Inhibition Of Semaphorin 3a Signaling Promotes Regeneration Of Hematopoietic Stem Cells And Their Bone Marrow Vascular Niche

Radiation injury damages both the bone marrow hematopoietic stem cell and its supportive endothelial niche. In response to radiation stress, bone marrow endothelial cells (BM ECs) upregulate expression of a gene, Sema3A, which encodes for the secreted protein, Semaphorin 3A (SEMA3A), and its receptor, Neuropilin 1 (Nrp1). Commensurate with this, we observed a substantial increase in SEMA3A protein levels in the BM of mice and in NRP1 expression on VE-cadherin+ BM ECs following 500 cGy total body irradiation (TBI) (p<0.001, p<0.0001).
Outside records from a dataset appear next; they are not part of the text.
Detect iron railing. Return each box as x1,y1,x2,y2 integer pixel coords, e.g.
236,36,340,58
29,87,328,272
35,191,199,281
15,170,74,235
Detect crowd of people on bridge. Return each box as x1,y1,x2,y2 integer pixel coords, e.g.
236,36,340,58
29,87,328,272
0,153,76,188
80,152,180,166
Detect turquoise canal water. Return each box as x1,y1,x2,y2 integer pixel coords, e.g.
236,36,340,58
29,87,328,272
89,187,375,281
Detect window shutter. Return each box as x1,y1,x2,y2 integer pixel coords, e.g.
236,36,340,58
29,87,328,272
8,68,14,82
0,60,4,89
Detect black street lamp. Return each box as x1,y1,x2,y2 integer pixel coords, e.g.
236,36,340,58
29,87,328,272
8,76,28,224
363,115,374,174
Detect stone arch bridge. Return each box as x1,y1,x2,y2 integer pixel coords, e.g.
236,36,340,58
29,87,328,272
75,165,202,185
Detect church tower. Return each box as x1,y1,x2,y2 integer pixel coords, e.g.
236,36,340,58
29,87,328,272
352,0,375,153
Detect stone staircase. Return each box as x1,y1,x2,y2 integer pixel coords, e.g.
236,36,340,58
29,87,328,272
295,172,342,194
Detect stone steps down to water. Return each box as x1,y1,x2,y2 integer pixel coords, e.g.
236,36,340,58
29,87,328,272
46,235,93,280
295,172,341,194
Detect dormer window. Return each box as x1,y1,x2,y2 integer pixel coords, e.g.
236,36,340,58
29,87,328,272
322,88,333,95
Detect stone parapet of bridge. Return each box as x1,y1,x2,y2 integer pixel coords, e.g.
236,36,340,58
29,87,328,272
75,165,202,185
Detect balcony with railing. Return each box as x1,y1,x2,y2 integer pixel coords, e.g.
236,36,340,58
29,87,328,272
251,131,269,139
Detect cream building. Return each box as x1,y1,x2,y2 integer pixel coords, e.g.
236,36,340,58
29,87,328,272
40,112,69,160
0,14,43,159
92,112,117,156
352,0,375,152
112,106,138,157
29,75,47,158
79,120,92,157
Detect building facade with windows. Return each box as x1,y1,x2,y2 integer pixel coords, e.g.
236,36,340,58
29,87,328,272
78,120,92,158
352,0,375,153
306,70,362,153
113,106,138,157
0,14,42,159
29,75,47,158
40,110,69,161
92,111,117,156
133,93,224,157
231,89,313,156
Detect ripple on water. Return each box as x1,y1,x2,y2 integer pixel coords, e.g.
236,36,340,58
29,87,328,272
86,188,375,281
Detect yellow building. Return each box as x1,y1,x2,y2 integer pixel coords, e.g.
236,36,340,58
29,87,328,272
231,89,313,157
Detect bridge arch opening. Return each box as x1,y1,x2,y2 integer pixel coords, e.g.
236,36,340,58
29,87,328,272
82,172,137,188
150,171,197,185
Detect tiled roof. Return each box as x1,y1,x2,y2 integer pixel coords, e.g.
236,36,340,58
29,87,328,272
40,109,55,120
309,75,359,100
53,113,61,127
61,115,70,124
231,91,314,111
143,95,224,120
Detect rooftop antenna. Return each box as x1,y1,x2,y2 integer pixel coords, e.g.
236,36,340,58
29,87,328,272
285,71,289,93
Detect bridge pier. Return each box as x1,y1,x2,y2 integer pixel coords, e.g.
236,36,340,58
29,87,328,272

We also found that treatment of irradiated primary murine BM ECs with SEMA3A significantly increased BM EC apoptosis (p<0.01). Based on these results, we hypothesized that SEMA3A may be a negative regulator of BM vascular recovery following injury and that inhibition of SEMA3A/NRP1 signaling might accelerate BM vascular niche recovery following irradiation. In keeping with this hypothesis, we found that a single systemic administration of 2 µg SEMA3A (IV) to C57BL/6 mice following 500 cGy TBI significantly increased BM EC apoptosis in vivo at 24 hours and also markedly decreased BM vascular integrity at 24 hours as measured by Evans Blue Dye extravasation in the BM (p<0.01, p<0.01). Interestingly, SEMA3A administration (IV, every other day) also significantly suppressed BM hematopoietic regeneration with decreased BM cell counts and BM ckit+sca-1+lin- (KSL) progenitor cell recovery at day +10 compared to irradiated, control mice (p=0.04, p=0.001).